The RESPONSE study, another Phase 3 trial, showed that 62% of patients treated with seladelpar achieved a composite biochemical response at 12 months, compared to 20% in the placebo group. This response is defined by specific improvements in liver enzyme levels, such as alkaline phosphatase (ALP). Normalization of ALP levels, a marker of liver health, occurred in 27.3% of patients on 10 mg seladelpar, whereas no patients on placebo achieved this. Regarding safety, common side effects reported during trials included headache, abdominal pain, abdominal distension, and nausea. While some adverse events were more frequent in the seladelpar group, overall serious treatment-related adverse events were not observed.

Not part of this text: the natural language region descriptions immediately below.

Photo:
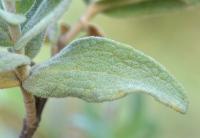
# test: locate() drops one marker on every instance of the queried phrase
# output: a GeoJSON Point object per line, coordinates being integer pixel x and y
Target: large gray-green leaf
{"type": "Point", "coordinates": [40, 16]}
{"type": "Point", "coordinates": [13, 19]}
{"type": "Point", "coordinates": [122, 8]}
{"type": "Point", "coordinates": [10, 61]}
{"type": "Point", "coordinates": [98, 69]}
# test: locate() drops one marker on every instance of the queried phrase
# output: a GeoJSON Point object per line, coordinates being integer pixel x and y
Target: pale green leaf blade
{"type": "Point", "coordinates": [10, 18]}
{"type": "Point", "coordinates": [10, 61]}
{"type": "Point", "coordinates": [38, 27]}
{"type": "Point", "coordinates": [98, 69]}
{"type": "Point", "coordinates": [22, 6]}
{"type": "Point", "coordinates": [5, 39]}
{"type": "Point", "coordinates": [8, 80]}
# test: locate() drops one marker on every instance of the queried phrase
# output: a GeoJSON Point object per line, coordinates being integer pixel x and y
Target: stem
{"type": "Point", "coordinates": [91, 11]}
{"type": "Point", "coordinates": [22, 73]}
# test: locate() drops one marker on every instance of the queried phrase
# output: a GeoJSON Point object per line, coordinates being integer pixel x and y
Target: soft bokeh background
{"type": "Point", "coordinates": [173, 39]}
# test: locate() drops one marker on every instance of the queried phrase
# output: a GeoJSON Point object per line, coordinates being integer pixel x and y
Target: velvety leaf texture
{"type": "Point", "coordinates": [22, 6]}
{"type": "Point", "coordinates": [8, 80]}
{"type": "Point", "coordinates": [10, 61]}
{"type": "Point", "coordinates": [99, 69]}
{"type": "Point", "coordinates": [122, 8]}
{"type": "Point", "coordinates": [5, 39]}
{"type": "Point", "coordinates": [39, 17]}
{"type": "Point", "coordinates": [38, 11]}
{"type": "Point", "coordinates": [14, 19]}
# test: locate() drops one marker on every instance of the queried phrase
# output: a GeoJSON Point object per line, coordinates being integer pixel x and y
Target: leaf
{"type": "Point", "coordinates": [22, 6]}
{"type": "Point", "coordinates": [99, 69]}
{"type": "Point", "coordinates": [5, 39]}
{"type": "Point", "coordinates": [40, 16]}
{"type": "Point", "coordinates": [8, 80]}
{"type": "Point", "coordinates": [13, 19]}
{"type": "Point", "coordinates": [123, 8]}
{"type": "Point", "coordinates": [10, 61]}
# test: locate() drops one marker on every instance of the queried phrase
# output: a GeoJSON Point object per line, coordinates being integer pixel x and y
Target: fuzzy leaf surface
{"type": "Point", "coordinates": [43, 13]}
{"type": "Point", "coordinates": [99, 69]}
{"type": "Point", "coordinates": [10, 61]}
{"type": "Point", "coordinates": [8, 80]}
{"type": "Point", "coordinates": [10, 18]}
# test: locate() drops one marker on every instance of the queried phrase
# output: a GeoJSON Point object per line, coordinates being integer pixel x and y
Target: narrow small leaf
{"type": "Point", "coordinates": [10, 61]}
{"type": "Point", "coordinates": [40, 19]}
{"type": "Point", "coordinates": [10, 18]}
{"type": "Point", "coordinates": [99, 69]}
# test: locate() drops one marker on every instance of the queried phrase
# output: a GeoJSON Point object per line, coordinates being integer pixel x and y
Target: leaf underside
{"type": "Point", "coordinates": [99, 69]}
{"type": "Point", "coordinates": [8, 80]}
{"type": "Point", "coordinates": [10, 61]}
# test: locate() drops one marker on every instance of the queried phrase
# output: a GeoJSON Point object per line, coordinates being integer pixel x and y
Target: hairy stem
{"type": "Point", "coordinates": [30, 122]}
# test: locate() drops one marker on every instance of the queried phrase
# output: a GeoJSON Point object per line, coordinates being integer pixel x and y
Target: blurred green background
{"type": "Point", "coordinates": [173, 39]}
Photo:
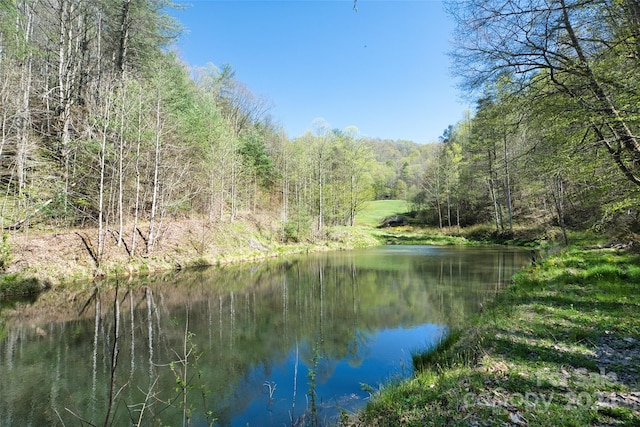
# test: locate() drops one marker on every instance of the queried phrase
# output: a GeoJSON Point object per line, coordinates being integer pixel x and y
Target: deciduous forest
{"type": "Point", "coordinates": [103, 127]}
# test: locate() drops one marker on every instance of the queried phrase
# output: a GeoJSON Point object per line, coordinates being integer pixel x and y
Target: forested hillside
{"type": "Point", "coordinates": [103, 127]}
{"type": "Point", "coordinates": [554, 137]}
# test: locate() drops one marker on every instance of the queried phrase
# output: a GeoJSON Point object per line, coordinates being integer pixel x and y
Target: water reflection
{"type": "Point", "coordinates": [276, 343]}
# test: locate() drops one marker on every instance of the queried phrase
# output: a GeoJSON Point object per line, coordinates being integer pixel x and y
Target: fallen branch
{"type": "Point", "coordinates": [17, 225]}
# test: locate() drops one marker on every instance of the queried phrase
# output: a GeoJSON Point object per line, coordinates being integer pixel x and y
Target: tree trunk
{"type": "Point", "coordinates": [156, 183]}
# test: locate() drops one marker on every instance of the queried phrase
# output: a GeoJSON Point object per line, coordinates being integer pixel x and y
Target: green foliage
{"type": "Point", "coordinates": [5, 253]}
{"type": "Point", "coordinates": [532, 354]}
{"type": "Point", "coordinates": [374, 212]}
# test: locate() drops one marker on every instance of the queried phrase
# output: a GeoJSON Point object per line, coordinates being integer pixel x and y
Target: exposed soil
{"type": "Point", "coordinates": [71, 255]}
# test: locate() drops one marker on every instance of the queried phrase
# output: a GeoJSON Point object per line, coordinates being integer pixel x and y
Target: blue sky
{"type": "Point", "coordinates": [383, 69]}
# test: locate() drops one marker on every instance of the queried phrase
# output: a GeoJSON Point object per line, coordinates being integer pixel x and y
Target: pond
{"type": "Point", "coordinates": [284, 342]}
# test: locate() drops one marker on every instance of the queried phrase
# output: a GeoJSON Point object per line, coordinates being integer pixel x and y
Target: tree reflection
{"type": "Point", "coordinates": [228, 332]}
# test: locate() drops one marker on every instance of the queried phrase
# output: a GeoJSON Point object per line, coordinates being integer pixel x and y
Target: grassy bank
{"type": "Point", "coordinates": [48, 259]}
{"type": "Point", "coordinates": [561, 346]}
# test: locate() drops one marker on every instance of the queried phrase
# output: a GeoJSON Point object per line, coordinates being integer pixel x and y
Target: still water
{"type": "Point", "coordinates": [279, 343]}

Development Status and Availability
Seladelpar has received accelerated approval from the U.S. Food and Drug Administration (FDA) for the treatment of primary biliary cholangitis (PBC). This approval, granted in August 2024, allows its use in adults with an inadequate response to ursodeoxycholic acid (UDCA) or as a standalone treatment for those unable to tolerate UDCA. The FDA’s decision was based on data from the Phase 3 RESPONSE study, which showed seladelpar’s effectiveness in reducing alkaline phosphatase (ALP) levels.
The drug, marketed under the brand name Livdelzi, also received Breakthrough Therapy Designation and Orphan Drug Designation from the FDA. Accelerated approval means that continued approval may depend on further verification of clinical benefit in ongoing or future confirmatory trials. Seladelpar’s application has also been accepted for review by the UK Medicines and Healthcare products Regulatory Agency (MHRA) and the European Medicines Agency (EMA), indicating potential availability in other regions.